1. A speech recognition apparatus which allows a user to edit a dictionary of words to be recognized, comprising: conversion means for converting an edited word into a speech signal; Calculating means for calculating the degree of coincidence with, if the word having the highest degree of coincidence is different from the edited word,
A dictionary-editable speech recognition device, comprising: a determination unit that determines that the edited word is inappropriate; and an output unit that outputs a determination result of the determination unit.

2. The dictionary-editable speech recognition device according to claim 1, wherein the determining unit determines that the word having the highest matching degree is the edited word and the word having the highest matching degree is next to the word having the highest matching degree. A dictionary-editable speech recognition device, characterized in that if the difference from a high degree of matching is smaller than a threshold value, the edited word is determined to be inappropriate.

3. The voice recognition apparatus according to claim 1, wherein said conversion means converts the voice signal into a voice signal by using a user-stored phoneme fragment stored in advance. Dictionary-recognizable voice recognition device.

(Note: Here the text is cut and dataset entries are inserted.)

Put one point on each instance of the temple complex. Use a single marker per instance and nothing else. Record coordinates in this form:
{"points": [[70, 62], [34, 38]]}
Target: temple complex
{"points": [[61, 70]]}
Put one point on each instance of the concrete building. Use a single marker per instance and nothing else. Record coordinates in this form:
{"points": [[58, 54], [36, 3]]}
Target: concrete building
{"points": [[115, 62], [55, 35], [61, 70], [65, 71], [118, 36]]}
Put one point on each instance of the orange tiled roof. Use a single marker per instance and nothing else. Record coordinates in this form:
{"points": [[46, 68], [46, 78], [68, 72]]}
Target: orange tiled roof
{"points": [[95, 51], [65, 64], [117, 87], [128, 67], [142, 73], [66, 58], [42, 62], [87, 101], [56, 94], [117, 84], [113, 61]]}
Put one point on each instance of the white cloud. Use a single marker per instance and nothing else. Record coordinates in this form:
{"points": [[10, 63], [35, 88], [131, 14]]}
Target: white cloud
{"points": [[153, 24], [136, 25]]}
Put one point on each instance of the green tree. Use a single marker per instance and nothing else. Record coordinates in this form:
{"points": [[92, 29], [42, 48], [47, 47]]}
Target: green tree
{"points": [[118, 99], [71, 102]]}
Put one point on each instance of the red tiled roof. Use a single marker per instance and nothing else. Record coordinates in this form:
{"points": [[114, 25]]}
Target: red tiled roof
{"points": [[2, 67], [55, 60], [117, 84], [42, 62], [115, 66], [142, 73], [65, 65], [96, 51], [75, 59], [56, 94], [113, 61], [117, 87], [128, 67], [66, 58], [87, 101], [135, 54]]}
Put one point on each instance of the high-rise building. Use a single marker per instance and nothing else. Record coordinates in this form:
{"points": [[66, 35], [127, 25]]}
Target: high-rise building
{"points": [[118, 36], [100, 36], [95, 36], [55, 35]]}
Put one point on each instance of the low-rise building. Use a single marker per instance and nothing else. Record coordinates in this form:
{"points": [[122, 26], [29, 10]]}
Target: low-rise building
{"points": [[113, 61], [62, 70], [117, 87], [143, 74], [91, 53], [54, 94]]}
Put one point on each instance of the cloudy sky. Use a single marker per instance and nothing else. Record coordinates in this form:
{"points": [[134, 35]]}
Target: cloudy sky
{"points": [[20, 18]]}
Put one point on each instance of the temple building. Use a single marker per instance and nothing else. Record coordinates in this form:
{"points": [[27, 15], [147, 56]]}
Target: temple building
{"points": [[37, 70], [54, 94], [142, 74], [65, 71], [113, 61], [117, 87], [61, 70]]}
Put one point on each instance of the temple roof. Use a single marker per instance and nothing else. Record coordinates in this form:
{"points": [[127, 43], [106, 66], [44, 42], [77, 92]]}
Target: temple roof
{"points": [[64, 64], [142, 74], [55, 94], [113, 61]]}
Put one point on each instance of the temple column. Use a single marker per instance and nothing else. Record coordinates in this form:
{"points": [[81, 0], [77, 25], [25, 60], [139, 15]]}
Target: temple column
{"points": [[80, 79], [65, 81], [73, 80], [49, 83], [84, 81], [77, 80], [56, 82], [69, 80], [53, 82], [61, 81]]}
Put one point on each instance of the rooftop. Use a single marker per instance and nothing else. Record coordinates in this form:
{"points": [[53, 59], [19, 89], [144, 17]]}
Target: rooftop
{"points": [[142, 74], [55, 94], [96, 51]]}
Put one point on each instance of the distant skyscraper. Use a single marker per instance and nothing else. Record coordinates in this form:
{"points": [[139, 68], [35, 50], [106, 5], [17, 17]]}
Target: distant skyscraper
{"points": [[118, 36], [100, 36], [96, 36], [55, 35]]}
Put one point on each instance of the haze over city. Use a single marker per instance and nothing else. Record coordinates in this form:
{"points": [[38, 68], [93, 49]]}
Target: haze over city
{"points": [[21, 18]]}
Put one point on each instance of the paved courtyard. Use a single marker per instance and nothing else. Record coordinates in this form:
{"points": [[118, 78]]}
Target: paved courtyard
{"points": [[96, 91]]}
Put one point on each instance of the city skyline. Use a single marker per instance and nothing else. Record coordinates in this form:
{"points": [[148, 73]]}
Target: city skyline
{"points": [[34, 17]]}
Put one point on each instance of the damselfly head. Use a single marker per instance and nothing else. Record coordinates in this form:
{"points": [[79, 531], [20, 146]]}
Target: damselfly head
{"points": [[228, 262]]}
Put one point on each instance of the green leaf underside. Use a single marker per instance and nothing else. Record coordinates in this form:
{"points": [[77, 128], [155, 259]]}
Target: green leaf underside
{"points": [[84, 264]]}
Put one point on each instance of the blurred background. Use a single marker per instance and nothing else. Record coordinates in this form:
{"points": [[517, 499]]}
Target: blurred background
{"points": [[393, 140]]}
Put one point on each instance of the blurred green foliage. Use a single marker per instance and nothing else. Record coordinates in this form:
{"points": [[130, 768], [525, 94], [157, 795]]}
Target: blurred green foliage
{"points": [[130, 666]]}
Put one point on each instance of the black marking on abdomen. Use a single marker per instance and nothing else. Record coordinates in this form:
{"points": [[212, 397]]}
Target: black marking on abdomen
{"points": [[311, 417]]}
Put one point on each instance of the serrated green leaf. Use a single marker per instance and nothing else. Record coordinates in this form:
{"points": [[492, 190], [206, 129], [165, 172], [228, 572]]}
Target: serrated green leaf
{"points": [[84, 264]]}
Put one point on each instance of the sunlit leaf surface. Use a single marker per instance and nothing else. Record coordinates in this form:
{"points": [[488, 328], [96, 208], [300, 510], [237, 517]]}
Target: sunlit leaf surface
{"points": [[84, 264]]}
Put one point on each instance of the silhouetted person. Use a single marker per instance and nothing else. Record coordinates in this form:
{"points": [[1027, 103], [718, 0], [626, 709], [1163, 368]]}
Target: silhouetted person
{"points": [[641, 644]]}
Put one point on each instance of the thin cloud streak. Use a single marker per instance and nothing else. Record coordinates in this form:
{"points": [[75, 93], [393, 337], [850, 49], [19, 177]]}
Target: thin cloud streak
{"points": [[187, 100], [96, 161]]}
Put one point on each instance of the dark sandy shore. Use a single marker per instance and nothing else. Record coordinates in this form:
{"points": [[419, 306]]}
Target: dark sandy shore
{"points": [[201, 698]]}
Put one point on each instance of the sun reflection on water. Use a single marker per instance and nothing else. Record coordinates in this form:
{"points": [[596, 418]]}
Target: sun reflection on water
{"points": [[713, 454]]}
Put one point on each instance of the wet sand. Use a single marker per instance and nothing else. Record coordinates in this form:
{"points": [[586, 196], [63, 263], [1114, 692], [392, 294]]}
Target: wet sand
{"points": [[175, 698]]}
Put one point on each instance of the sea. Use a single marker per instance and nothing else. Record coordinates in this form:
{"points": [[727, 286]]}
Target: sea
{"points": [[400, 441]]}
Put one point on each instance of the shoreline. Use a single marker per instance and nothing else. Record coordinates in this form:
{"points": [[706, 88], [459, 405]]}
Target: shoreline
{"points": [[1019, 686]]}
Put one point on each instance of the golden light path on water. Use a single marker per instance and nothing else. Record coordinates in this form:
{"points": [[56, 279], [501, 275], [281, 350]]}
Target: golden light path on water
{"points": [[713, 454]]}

4. A speech recognition apparatus capable of editing a dictionary according to claim 1, wherein said conversion means adds noise stored in advance to a speech signal. .

5. The dictionary-recognizable speech recognition apparatus according to claim 1, wherein the dictionary is edited by inputting a word and its attribute information from an external device. .

6. The speech recognition device capable of editing a dictionary according to claim 5, wherein the word input from the external device is used when the word input from the external device is judged to be inappropriate by the judgment means. A dictionary-editable speech recognition device, comprising: a generation unit configured to generate a new word by combining the word and attribute information thereof.